Aside from creating defense infrastructure and permanent settlements, civil engineering projects are also seen as a way of taming the wild land and sparking development. In Canada and Australia, development is viewed as a national imperative to bring the frontier up to speed with the rest of the country. Abbott said of the NT, "In no other part of the British Empire is there such a vast tract of land which is so lagging in development and which would so respond to it. " He strongly supported the construction of a railway from southern Australia up to Darwin. "Without adequate railway communication," he said, "it is not possible to develop the NT. Puma Creepers White Sole
" The NT eventually got their railway, but northern Canada never did. Prime Minister Stephen Harper promised during the last election to complete the Dempster Highway.

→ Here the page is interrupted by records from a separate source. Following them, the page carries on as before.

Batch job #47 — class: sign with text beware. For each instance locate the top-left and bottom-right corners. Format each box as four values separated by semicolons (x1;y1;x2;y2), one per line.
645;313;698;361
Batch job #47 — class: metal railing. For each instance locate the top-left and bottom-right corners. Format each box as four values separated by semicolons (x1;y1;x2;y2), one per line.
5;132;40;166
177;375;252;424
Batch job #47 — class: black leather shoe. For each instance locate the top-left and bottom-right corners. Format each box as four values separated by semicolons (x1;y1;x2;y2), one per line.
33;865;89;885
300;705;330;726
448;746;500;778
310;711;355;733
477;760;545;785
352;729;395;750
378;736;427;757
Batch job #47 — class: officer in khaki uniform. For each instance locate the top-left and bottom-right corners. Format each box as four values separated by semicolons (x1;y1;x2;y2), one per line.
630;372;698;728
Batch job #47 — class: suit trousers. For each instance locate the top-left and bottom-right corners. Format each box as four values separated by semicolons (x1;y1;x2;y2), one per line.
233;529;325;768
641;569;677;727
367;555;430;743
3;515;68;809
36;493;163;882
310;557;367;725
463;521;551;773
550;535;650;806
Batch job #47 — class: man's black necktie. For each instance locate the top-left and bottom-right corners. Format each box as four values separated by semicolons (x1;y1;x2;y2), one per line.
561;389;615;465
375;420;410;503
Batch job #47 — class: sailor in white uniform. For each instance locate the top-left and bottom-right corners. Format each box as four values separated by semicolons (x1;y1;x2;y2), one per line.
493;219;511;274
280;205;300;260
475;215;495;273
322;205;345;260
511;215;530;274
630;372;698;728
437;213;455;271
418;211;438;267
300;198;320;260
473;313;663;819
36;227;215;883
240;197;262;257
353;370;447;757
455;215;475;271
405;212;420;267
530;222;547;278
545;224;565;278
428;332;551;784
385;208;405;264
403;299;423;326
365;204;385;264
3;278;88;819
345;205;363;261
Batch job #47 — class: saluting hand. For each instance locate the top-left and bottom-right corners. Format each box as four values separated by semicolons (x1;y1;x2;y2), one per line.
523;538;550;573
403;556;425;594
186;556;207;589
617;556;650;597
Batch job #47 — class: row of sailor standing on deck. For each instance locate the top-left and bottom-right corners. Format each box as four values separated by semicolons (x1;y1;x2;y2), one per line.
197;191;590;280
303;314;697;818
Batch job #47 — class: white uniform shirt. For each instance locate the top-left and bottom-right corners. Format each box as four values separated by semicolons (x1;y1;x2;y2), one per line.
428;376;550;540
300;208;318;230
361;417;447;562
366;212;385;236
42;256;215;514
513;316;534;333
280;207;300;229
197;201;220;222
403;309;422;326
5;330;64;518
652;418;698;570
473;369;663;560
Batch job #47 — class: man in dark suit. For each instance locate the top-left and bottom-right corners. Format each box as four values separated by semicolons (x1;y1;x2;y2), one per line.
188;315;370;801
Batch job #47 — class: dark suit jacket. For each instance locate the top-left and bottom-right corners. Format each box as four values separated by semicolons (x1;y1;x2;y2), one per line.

These Puma Fenty Creepers Red
huge infrastructure projects would certainly benefit Puma Creepers White Gum some of the major points of population, although there could probably be more useful ways of aiding social development, such as by building more housing to relieve overcrowding or creating a university. However, governments tend to often favor large and impressive Puma Sneakers Rihanna Fenty
projects such as railroads, for they.
d in discussions about the great white north of Canada, where few people venture and few people live, at least in the popular mindset. When landscapes are viewed as empty, it becomes acceptable (in the extreme) to test and detonate nuclear weapons, as was almost done in Alaska. Less extremely, the government also finds it easier to create huge dams and mining projects in places it presents as voids. Furthermore, Western states also tend to only respect permanent settlement; without that, the land is considered "empty. " This rationale led Ottawa to forcibly move hundreds of indigenous peoples north to essentially stake out and demonstrate presence and sovereignty through permanent homes, even though they had been more nomadically and ephemerally crisscrossing the lands of northern Canada for centuries. For Canberra and Ottawa, ownership trumps occupancy.